19
I try to be careful about where I post my age on forums, as I usually receive a lot of negative feedback for posting my age because there are always a handful of people out there who think that because they are 10 or 20 years older than me that it gives them the liberty to make condescending remarks and refer to me as a "baby", but for the sake of this thread, I'll go ahead and be open with my age. I'm 19. Not that big of a deal, really. At least, not in my perspective.
My view-point may be pretty limited on this subject because I am indeed not an older adult, but rather a young adult. Despite that fact, I do know a thing or two about possessive mothers. I have one. All throughout my childhood and my teens, my mother's main way of controlling
me was through manipulation. Guilt. Passive-aggressiveness. You name it, my mother used it on me. She told me a few times - when I was in my mid-teens - that she took psychology in high school. At first, I didn't pay attention to it and I just shrugged it off, thinking to myself "So? What's her point?" Later on in the future, I ended up figuring out that her reason behind telling me this was a subtle message, to me, that "If you get out of line, I'm going to see to it that I make you suffer physically as well as psychologically." And that she did. If I upset her in any way, she would say things to me that convinced me that I was a bad person. For this, I grew up cutting myself and hurting myself. My mother - on occasion - would see this and reprimand me further, but then in the back of
my mind, I would think to myself "If she is so cruel as to
want me to hate myself, why does it bother her for to see me
hurt myself, physically, if she knows that she's putting me in a state of mental anguish ALL the TIME? It does not add up."
As I grew, I came to understand that there are different types of abusive parents. I was lucky enough to stumble upon a blue book, floating somewhere around in the lost book collection in our house, that had to do with abusive parenting styles. It's a psychology book.
Ah ha. Here it is.
I didn't get to read the entire book, but upon skimming through it, I found that my mother is listed under the Guilt Tripper category. All throughout my childhood and teen years, my mother used guilt to control me. One of the things that my mother would do is refuse to let me spend time with friends. I wasn't - for the most part - even allowed outside of my own
bedroom without my mother's permission. She instructed me to stay there just about all the time, and to "leave everyone else alone". As a young girl and a teenager, my mother turned me into something of a recluse, (so if any of you ever wonder why I've never been to NEST or any other gathering ... ta-da.

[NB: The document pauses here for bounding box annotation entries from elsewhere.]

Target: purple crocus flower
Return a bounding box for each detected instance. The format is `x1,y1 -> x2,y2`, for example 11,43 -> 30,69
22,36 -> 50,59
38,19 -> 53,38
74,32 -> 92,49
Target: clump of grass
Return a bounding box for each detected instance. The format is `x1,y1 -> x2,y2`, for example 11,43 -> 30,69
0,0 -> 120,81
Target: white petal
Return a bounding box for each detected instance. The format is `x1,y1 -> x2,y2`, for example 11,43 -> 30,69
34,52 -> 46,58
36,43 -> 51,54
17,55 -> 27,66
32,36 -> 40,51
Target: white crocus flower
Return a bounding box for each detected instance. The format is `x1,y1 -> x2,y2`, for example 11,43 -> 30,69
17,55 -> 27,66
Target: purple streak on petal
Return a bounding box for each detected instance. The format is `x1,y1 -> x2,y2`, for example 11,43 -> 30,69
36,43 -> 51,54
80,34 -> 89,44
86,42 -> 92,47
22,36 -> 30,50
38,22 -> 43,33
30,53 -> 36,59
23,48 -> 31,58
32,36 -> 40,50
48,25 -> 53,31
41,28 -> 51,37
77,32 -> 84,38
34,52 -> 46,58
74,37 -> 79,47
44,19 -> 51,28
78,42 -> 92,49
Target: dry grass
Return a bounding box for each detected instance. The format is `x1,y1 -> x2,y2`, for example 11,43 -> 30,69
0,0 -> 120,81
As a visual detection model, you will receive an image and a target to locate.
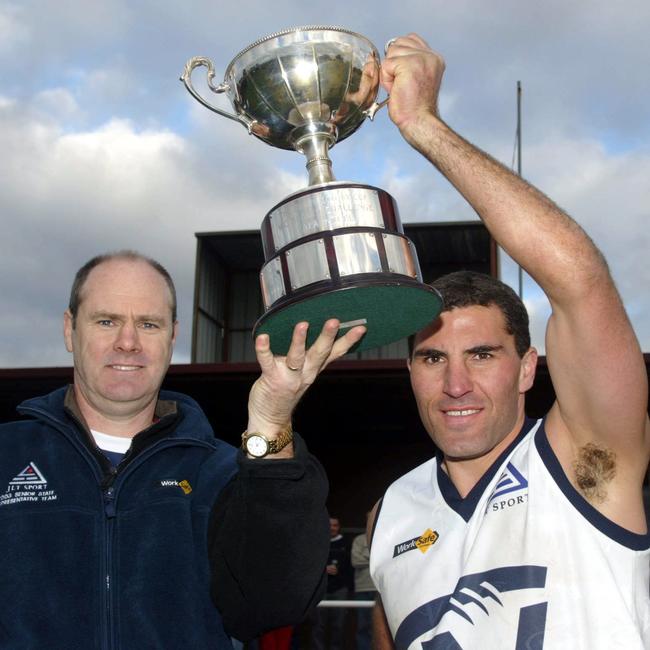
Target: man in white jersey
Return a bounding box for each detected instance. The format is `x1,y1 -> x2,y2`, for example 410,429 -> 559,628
369,34 -> 650,650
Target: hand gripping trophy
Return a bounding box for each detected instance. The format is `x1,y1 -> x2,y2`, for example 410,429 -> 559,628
181,26 -> 441,354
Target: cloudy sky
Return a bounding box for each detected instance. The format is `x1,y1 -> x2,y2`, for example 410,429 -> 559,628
0,0 -> 650,367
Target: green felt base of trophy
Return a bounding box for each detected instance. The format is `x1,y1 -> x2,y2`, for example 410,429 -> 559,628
254,283 -> 442,355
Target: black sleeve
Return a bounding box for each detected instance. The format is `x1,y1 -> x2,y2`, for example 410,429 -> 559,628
208,434 -> 329,641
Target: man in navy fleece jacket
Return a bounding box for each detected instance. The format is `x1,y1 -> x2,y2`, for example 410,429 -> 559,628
0,251 -> 365,650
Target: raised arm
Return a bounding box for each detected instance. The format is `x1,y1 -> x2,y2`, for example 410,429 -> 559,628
382,34 -> 649,519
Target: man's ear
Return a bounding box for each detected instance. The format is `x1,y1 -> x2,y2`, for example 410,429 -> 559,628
519,348 -> 537,393
63,309 -> 74,352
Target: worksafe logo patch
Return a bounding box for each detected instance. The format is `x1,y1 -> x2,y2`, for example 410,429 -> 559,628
393,528 -> 440,557
159,478 -> 192,494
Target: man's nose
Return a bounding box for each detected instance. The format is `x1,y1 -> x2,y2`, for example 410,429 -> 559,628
444,361 -> 473,397
115,322 -> 140,352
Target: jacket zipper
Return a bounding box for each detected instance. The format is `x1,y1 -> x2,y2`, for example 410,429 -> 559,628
103,474 -> 115,650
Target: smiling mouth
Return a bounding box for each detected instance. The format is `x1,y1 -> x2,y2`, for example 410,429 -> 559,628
444,409 -> 481,418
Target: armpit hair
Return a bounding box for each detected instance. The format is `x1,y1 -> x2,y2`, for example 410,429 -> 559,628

Side effects from the abuse). And if I did spend any time with friends - either at their house or mine - she would find a sneaky way to turn them against me, by either teasing them or smothering them until they were so uncomfortable to come over to our house, that they no longer wanted to spend time with me anymore. My mother almost always forced me to tell them to come over to
her house - so she could make them uncomfortable, it's just that she didn't tell me that that was her intention, as I had to witness that for myself - and if I wanted to spend time at their house, I was only allowed to spend time at their house
once or
twice until she decided that they had to come to
my house from then on, whereas my mother would proceed to tease them, usually their names, hug them profusely, and get too far into their personal space... Never leaving them be... Etc.
It was awful. I lost many friends because of that.
My point to all of this is that I am agreeing that there is a difference between living with someone and having that someone control you. I currently live with my parents, but you can bet that I'm trying desperately to get out,
not because I am afraid that I will be looked down on for staying with them on into my 20s and 30s, but because my
mother still thinks it's okay to tell me what to wear and how to look, and if I
don't look a certain way, she has to guilt trip me - don't worry, however, as I no longer fall for her tricks anymore, but rather just get fed up with them and get into screaming matches with her until she finally fucks off for the day

- or act passive-aggressively until my whole day|week|month is ruined; because I have a stepfather who likes to cop feels on my ass and breast when my mother isn't looking; because I have
told my mother this, but she called me a liar and a bitch for trying to get her to come to terms with this truth (that my stepfather is a pedo. as well as my biological father, who went to prison for about 13 years for sexual crimes against me when I was a
toddler); and finally, last but not least ... because my stepfather threatened to perform sexual deviant acts on me, were my mother to no longer be around, therefore I have the ever increasing desire to
escape current living conditions, lest I am forced into some sexual matter via my stepfather that might truly, fully push me over the edge.
...
With that being said, Mitch, I'm glad you have a good mother. Great moms are hard to come by.
I can attest to that, that's for damned sure.